Inspiration can work in strange and different ways sometimes but is always fueled by strength.
The 49-year-old Parker’s graduation journey began back in 1992 after her graduation from Ruston High School, and will conclude on Friday when she walks across the stage at the Fredrick C. Hobdy Assembly Center to be presented with her Bachelor’s degree in Childhood Development and Early Literacy.
And there were obvious detours along the way.
“I enrolled at GSU in Elementary Education and went for a semester and a half before I realized that school wasn’t for me at that point in my life,” Parker said. “That just wasn’t one of the things on my mind at that time.
“So, I left and just worked in various jobs over the years, and had my only child, my son D’Angelo, and just went about with my life working and raising him.”
But in 2011, Parker realized there was something bigger for her out there — a higher calling that had remained in the back of her mind for years.
“ So, I returned to The Grambling State University in Child Development, even though it was called something else at that time,” Parker said. “The name changed to Child Development a few years later.

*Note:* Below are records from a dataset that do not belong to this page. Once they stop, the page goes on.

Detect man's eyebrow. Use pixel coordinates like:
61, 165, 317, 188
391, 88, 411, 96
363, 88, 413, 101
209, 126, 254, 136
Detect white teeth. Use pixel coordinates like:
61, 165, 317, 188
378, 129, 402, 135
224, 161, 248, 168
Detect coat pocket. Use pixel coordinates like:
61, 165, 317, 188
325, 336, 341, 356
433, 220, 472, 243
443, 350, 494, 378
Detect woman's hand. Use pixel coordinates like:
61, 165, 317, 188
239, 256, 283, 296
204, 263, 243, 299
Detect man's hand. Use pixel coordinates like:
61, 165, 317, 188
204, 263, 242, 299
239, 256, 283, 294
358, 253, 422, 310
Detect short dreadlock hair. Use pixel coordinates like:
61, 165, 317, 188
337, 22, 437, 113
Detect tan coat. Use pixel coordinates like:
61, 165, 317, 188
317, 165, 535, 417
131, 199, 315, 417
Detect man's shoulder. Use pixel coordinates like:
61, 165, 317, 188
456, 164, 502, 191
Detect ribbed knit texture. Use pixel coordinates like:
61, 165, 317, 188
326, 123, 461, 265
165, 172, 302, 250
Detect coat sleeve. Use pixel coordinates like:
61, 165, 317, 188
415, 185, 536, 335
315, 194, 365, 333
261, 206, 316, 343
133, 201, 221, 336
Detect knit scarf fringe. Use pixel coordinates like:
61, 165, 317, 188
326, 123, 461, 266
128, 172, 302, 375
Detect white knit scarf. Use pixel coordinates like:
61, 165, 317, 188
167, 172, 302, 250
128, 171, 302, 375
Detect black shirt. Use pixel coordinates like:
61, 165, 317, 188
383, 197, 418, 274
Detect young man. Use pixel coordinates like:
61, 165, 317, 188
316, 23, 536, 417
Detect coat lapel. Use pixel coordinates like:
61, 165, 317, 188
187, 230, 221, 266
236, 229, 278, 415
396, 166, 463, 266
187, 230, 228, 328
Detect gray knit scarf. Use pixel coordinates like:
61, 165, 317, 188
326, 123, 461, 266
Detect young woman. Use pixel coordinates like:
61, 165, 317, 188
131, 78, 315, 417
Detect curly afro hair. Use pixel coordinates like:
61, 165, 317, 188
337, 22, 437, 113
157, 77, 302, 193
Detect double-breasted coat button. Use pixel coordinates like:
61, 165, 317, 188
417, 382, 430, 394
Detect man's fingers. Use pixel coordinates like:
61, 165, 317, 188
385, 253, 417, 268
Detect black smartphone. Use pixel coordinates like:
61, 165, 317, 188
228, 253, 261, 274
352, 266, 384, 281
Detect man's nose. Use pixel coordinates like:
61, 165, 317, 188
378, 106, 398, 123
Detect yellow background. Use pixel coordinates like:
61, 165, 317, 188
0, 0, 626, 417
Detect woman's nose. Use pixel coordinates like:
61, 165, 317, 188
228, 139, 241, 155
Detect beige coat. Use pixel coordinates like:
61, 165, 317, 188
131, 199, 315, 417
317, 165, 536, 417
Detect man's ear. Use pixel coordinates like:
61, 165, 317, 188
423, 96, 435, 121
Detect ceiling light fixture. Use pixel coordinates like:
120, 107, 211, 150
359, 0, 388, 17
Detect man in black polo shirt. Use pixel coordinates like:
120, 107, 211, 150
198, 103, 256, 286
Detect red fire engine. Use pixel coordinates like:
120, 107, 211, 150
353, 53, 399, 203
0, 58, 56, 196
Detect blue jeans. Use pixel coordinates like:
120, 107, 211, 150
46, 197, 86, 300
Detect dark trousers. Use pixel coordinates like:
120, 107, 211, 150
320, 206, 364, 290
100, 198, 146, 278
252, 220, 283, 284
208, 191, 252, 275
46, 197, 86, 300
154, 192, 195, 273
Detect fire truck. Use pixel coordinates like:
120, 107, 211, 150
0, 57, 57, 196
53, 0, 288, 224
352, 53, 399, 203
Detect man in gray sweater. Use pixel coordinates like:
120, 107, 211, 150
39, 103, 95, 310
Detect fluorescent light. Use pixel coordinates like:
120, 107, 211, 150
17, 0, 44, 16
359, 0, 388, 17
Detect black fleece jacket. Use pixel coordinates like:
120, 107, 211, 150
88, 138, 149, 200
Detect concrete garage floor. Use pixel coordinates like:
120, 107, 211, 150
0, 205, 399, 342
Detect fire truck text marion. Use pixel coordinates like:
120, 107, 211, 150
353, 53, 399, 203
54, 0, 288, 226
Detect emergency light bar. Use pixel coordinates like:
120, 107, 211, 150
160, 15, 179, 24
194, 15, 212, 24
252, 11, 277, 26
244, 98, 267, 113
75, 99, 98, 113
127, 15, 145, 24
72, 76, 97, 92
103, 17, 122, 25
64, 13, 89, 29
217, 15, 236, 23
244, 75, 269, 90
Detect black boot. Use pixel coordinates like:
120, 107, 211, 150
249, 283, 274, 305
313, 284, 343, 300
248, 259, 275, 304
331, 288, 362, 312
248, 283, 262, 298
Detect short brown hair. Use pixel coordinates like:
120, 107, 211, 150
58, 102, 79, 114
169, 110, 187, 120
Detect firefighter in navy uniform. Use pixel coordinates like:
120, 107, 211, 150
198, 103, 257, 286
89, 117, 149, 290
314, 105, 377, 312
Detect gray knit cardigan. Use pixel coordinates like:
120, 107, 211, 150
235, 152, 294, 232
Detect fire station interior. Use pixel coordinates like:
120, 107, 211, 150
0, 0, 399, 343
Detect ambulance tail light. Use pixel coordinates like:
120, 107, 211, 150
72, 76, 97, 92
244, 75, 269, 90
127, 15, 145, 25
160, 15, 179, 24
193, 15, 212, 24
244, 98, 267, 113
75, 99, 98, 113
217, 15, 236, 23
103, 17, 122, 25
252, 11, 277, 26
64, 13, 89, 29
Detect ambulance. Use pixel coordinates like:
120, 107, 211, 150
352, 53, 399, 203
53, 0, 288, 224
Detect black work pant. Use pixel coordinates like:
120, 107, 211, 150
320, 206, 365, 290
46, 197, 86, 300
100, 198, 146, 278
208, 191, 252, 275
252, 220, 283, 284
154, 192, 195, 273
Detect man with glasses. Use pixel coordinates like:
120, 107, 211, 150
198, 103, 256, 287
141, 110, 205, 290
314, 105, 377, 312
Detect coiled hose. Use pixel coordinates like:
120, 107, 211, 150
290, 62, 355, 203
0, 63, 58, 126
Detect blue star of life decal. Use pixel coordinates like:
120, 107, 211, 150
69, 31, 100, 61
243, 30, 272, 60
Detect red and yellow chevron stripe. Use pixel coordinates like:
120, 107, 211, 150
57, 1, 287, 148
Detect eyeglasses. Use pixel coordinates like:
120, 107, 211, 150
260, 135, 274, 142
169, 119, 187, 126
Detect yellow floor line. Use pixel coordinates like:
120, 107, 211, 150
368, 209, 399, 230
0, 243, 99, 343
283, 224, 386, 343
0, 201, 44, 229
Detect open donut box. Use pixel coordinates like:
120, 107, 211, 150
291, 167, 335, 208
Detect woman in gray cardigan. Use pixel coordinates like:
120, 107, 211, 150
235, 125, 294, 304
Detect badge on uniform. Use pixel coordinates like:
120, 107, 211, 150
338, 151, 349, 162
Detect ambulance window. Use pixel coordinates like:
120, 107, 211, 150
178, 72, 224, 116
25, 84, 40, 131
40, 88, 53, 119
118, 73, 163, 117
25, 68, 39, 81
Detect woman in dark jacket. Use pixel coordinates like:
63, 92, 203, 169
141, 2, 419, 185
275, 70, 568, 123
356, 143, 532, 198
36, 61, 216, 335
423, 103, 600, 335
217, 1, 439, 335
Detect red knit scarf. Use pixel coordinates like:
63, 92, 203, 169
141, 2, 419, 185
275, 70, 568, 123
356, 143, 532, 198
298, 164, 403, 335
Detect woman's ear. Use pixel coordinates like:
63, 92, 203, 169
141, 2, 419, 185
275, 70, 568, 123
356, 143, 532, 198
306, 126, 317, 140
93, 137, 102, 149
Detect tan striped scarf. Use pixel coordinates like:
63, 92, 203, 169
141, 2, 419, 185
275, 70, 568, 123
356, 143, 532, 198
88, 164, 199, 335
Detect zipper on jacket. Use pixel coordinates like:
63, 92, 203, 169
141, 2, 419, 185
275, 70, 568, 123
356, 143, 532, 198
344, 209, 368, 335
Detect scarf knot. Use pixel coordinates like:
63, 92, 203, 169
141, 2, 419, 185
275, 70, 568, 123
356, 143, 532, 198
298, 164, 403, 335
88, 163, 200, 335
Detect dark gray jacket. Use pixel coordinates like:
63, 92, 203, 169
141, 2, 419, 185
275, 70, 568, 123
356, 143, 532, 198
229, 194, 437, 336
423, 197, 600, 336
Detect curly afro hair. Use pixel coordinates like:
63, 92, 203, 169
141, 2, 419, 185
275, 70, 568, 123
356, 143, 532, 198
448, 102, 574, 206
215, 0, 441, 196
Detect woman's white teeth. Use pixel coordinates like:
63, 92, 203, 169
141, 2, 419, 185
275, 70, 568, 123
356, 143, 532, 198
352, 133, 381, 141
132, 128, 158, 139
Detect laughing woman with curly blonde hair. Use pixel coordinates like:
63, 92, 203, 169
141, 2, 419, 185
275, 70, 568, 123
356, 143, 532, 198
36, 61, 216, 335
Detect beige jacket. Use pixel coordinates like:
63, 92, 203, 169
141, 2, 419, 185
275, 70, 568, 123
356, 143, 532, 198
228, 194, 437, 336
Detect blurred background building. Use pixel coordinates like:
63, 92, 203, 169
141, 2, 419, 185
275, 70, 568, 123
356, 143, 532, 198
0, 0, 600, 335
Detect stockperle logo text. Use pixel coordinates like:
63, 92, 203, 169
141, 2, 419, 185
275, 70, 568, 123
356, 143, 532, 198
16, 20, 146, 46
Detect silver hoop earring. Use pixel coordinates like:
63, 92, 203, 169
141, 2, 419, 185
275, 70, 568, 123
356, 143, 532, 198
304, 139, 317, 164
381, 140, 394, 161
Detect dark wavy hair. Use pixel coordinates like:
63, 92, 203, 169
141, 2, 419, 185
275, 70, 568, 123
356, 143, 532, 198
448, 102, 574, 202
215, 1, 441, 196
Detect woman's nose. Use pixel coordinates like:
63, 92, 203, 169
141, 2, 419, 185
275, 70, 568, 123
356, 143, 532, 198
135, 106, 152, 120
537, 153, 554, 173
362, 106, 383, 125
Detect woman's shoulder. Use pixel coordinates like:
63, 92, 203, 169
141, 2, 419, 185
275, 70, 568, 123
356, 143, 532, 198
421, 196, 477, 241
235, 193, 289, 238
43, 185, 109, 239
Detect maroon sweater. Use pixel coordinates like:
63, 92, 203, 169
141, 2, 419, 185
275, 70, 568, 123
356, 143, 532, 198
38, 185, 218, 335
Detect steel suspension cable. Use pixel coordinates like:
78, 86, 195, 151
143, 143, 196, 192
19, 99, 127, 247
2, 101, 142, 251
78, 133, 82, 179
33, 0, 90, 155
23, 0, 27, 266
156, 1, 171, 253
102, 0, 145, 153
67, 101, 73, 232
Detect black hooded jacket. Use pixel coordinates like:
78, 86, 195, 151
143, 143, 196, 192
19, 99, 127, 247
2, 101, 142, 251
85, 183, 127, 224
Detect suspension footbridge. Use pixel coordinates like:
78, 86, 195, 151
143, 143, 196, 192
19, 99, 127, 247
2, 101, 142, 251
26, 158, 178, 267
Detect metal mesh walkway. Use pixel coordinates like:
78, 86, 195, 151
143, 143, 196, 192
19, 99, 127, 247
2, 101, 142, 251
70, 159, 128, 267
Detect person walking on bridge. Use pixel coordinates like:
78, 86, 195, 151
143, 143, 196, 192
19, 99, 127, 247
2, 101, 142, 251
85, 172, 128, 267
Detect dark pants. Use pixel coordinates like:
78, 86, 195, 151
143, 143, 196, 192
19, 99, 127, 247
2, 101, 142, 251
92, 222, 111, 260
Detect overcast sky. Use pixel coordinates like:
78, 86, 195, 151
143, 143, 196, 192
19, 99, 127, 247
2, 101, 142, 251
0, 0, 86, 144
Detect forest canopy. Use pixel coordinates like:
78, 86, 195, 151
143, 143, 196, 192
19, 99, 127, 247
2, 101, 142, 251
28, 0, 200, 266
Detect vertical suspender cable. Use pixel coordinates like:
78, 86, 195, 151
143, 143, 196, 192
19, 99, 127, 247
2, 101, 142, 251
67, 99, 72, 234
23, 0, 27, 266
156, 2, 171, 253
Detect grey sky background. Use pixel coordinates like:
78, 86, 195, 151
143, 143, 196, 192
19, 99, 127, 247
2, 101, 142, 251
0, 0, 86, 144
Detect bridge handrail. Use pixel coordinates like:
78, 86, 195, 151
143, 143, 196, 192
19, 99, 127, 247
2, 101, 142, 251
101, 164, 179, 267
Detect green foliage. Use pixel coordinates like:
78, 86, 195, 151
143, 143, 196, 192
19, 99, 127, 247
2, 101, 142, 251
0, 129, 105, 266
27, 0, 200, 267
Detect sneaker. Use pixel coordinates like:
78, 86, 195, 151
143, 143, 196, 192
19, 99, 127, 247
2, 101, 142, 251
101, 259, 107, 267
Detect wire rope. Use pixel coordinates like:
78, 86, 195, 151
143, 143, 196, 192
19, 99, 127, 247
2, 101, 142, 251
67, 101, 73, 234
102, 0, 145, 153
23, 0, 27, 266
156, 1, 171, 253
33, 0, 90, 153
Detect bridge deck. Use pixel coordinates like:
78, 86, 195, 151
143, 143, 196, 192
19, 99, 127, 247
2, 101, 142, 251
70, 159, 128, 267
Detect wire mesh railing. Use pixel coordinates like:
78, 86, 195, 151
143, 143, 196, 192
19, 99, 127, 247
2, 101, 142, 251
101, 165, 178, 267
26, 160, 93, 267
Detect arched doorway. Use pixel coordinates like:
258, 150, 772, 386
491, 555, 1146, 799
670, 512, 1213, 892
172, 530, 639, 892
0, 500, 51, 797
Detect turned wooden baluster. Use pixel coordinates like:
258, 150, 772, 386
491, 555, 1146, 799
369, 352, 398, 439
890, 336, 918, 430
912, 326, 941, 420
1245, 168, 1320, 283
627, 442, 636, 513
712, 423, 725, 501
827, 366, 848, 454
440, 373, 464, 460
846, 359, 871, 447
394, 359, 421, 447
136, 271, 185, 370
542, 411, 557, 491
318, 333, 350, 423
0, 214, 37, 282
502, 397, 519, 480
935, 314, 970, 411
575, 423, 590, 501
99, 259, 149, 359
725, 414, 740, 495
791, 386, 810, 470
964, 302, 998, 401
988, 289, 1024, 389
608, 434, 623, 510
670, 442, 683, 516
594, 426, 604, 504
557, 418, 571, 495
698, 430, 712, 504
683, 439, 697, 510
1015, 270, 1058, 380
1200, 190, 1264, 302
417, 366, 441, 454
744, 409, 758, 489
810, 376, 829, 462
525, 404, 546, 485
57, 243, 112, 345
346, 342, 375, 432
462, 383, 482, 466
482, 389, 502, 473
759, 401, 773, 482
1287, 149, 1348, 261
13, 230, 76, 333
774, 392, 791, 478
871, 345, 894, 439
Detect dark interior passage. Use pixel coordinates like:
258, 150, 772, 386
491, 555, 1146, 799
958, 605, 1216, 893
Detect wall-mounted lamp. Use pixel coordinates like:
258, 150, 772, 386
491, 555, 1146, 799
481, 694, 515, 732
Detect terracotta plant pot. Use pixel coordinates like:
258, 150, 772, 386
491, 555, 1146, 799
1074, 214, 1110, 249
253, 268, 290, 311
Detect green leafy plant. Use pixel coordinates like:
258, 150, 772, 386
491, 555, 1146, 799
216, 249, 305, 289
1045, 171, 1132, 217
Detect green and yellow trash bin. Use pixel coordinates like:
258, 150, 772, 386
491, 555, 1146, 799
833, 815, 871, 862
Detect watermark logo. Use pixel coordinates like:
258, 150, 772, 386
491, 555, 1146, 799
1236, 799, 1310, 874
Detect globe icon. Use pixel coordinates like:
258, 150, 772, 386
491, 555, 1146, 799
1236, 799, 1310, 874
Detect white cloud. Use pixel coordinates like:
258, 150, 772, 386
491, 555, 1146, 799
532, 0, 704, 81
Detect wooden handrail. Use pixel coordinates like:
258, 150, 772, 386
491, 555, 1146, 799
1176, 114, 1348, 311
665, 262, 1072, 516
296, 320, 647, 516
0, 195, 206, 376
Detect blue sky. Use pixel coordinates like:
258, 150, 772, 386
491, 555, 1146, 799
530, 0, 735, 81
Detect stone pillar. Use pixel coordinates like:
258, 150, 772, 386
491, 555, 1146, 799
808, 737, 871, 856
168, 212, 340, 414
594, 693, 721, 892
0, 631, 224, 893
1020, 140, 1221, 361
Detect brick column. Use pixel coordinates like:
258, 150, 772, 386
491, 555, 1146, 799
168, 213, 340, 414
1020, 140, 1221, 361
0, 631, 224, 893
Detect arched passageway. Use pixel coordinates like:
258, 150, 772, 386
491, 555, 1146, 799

“I enrolled and started taking classes in that and went for a few years, but in 2016 I had to stop because my aid money ran out.”
A few years later she realized she had come too far toward her dream of one day hopefully owning her own childcare center and once again returned to GSU.
“On Easter Sunday in April of 2021, I had a tragedy — my son D’Angelo Roane, who was only 29, was murdered in Dallas,” Parker said. “And I just felt like something had to be done. I needed to do something. So, I decided that I was going to go ahead and finish school for him. I had to do it for him.”
“I knew I had to finish for myself, but I had to finish for him, too. I just felt like it was something that needed to be done — I had to go ahead and finish school and earn that degree that I had worked so long for.”
There is another inspiration that has fueled Parker’s fire to complete her degree while also working to help make that happen — her 7-year-old grandson.
“ D’Angelo was my only child and he had only one child — D’Angelo Baker. “ He lives three hours away down south in Tangipahoa, but he’s with me every summer and he’s with me now to see me graduate. He’s my inspiration now. I get him for all the holidays and things like that.
“I hope I’m showing him that it’s never too late. That’s what I hope I instill in him — it’s never too late to make something of yourself and make yourself proud and your family proud. I want to show him that it doesn’t matter what age you are — you can always accomplish your goals if you work hard enough to reach them.”
Parker’s next step will be attending graduate school.
“I’m going to do that first, but my true dream is to open up a daycare center,” Parker said. “ But right now, I’m going to study to get my master’s of arts in teaching and see where I can go with that.”
Parker said her son’s memories will be with her as she walks across the stage Friday to pick up her degree.
“I felt like I owed it to my son to do this in memory of him,” Parker said. “He’s led me on to better things and will always be with me.”